藤井市長は北陸のハブである金沢や新幹線延伸で注目が集まる福井、さらに飛騨に加え、震災からの復興途上にある能登との連携も重視する。事実、ニューヨーク・タイムズも、富山市を能登への玄関口と位置づけ、この地を訪れることが復興の支援につながると評価している。藤井市長は「広域で観光客を分散・循環させる。外国人から見れば北陸は一つ。金沢市、福井市とも話し合い、ガストロノミーツアーなどの高付加価値な旅行商品の共同造成も進めている。それが被災地の支援にもなり、地域全体の持続可能な豊かさを生む」と力を込める。
そして、富山市が目指すのは、単なる通過点としての観光地ではない。追い風を一時的なブームで終わらせず、来訪者と街の絆をより深く、持続的なものへと進化させるための挑戦。それが、デジタルの力を活用した関係人口の創出である。
2025年、NYでジャパンパレードに参加。越中八尾おわら風の盆の演舞と甲冑が約6万人を魅了した(写真提供:富山市)

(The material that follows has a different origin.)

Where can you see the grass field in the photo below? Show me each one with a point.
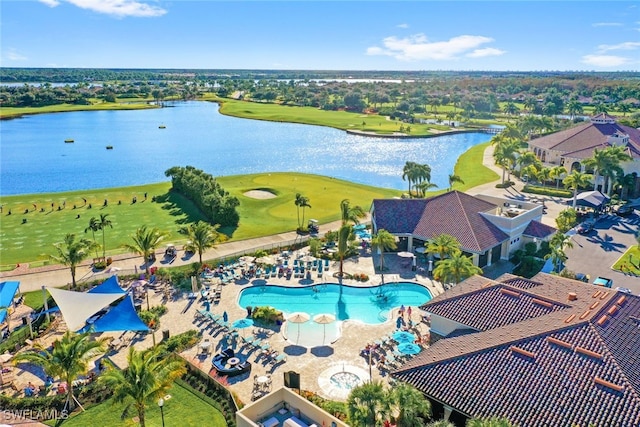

訪問者を準市民へ、デジタルパスポートで関係人口を可視化
「観光で訪れた場所が、いつの間にか自分の居場所に変わっていく。この心の変化を、制度として後押ししたい」
藤井市長がそう語る次なる一手こそが、2026年に始動したデジタル登録証「TOYAMAみらい市民パスポート」だ。同パスポートは、市外在住の富山市ファンを対象としたNFT(非代替性トークン)技術活用のデジタル登録証。保有者限定のコミュニティを通じて、移住・Uターン、ふるさと納税などの公式情報発信や、地域づくりへの参画、参加者同士の交流など、地域と継続的につながる仕組みを提供する。
その反響は、関係者の予想を遥かに超えるものだった。1カ月の募集期間で、目標1000枚に対し2433名が応募。見逃せないのが応募者の約7割を30代以下の若年層が占め、さらに約6割が将来的な移住を視野に入れているというデータだ。

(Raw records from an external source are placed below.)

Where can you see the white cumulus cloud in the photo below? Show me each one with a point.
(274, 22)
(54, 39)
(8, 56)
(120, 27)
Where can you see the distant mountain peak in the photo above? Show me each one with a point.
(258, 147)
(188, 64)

保有者はガラス美術館や市内のコワーキングスペースを無料で利用できるが、それは観光客ではなく、富山で生活し、働く“準市民”としての日常を体験してもらうための仕掛けだ。好評を受け、第2回として1000名の追加募集もおこなわれた。
「デジタル上でファンを可視化し、オンラインコミュニティを通じて対話を深める。彼らはもはやお客様ではなく、ともにまちの未来を創る仲間だ」
藤井市長は政府が進めている「ふるさと住民登録制度」との並走についても柔軟な考えを示す。「国の制度は、関係人口の概念を社会に定着させる大きな後押し。我々のデジタルパスポートで枠組みをつくり、具体的な実益と富山とのつながりを深める。制度を競わせるのではなく、あらゆるツールを掛け合わせて、富山を想う人々の受け皿を広げていく」
スマートシティが描く、幸福の新しいカタチ
移住・定住の前段階としての関係人口。富山市は豊かな食文化を活かし、「すしのまち とやま」としてのアプローチに力を入れている。年に数回、美味しい寿司を食べに来る、あるいは二拠点居住で週末を富山で過ごす。そうした多様な関わりを、富山市はスポーツや薬という切り口でも拡大させようとしている。

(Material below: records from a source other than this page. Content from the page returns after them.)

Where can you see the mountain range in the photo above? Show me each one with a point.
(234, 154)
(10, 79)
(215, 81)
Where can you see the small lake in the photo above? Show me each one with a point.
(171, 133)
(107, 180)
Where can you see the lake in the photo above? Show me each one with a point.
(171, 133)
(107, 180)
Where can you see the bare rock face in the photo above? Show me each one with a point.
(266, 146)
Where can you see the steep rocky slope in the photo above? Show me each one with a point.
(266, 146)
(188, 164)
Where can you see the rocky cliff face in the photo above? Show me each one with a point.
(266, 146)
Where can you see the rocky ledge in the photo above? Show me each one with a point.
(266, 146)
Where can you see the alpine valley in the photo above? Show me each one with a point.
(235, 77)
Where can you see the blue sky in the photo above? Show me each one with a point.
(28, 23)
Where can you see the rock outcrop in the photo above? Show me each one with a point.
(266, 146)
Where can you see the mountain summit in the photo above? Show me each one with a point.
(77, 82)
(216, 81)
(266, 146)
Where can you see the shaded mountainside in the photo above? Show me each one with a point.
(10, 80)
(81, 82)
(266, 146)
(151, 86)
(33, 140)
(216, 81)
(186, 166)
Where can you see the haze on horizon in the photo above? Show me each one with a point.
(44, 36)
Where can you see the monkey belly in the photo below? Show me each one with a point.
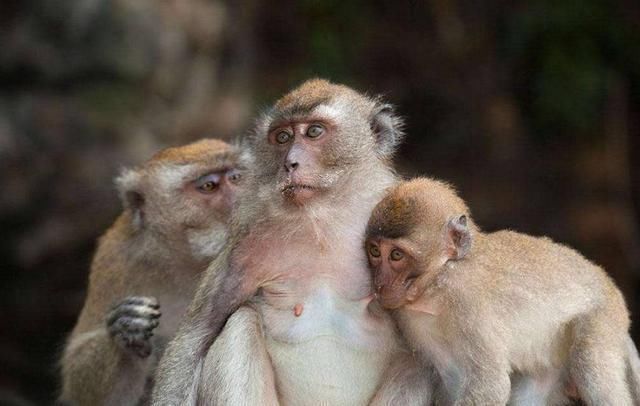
(334, 352)
(325, 371)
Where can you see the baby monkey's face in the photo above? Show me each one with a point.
(395, 269)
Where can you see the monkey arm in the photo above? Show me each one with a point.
(220, 293)
(97, 371)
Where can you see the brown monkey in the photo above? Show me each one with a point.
(478, 306)
(320, 162)
(176, 208)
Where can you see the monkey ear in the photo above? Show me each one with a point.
(458, 237)
(130, 189)
(387, 127)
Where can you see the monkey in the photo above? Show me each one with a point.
(292, 284)
(174, 222)
(479, 306)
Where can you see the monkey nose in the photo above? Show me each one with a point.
(290, 166)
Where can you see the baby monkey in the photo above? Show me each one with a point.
(502, 317)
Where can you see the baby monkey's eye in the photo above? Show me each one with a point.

「2026年秋からはバスケットボールの新たなトップリーグBプレミアで富山グラウジーズが始動する。アリーナ改修には、国内の先駆けとなったPFI(民間資金等活用事業)手法を導入した。スポーツ観戦をフックにした来訪も重要な関係人口だ」
また、富山の歴史とも深く関わる「くすり」の産業を近未来のウェルネスにつなげようとする動きもある。2028年秋には、富山駅前に「とやまくすりミュージアム(仮称)」がオープンする。和漢薬の歴史から、最先端のバイオ医薬品製造までを楽しみながら学べる産業観光のハブとなる予定だ。さらに、薬の背景と大学病院などの高度医療を掛け合わせた「医療ツーリズム」を近未来の柱にすえる。「1カ月滞在してバカンスを楽しみながら、最先端の人間ドックや治療を受ける。シンガポールなどで見られるような高付加価値な滞在型モデルを、富山の豊かな自然と食を活かして実現したい」
こうした取り組みの土台となるのが「コンパクトシティ政策」だ。公共交通を軸に歩いて暮らせる街をつくることで、市民の健康寿命が延び、医療費が抑制される。にぎわいによって地価が上がり、税収が増える。その増収分を、公共交通の維持や中山間地域への支援に還流させる。藤井市長は、「この10年以上、富山市の税収は増え続けている。地方都市としては珍しいこの好循環こそが、コンパクトシティの真価だ」と自信を見せる。
同時に、デジタル技術によって移動の利便性を高め、混雑を最適化し、市民と来訪者がともにストレスなく過ごせる環境を整える。その基盤があるからこそ、観光の高度化も、関係人口との対話も着実に実現しようとしている。
「観光を市政の重要柱にすえるということは、街全体を磨き上げることと同じ。世界に選ばれるまちは、市民にとっても最高に“幸せなまち”であるはずだから」
取材の終盤に市長が語ったその言葉は、市外の人々も富山市を「自分のまち」と呼びたくなるような、新しい未来都市の姿を鮮やかに描き出そうとしている。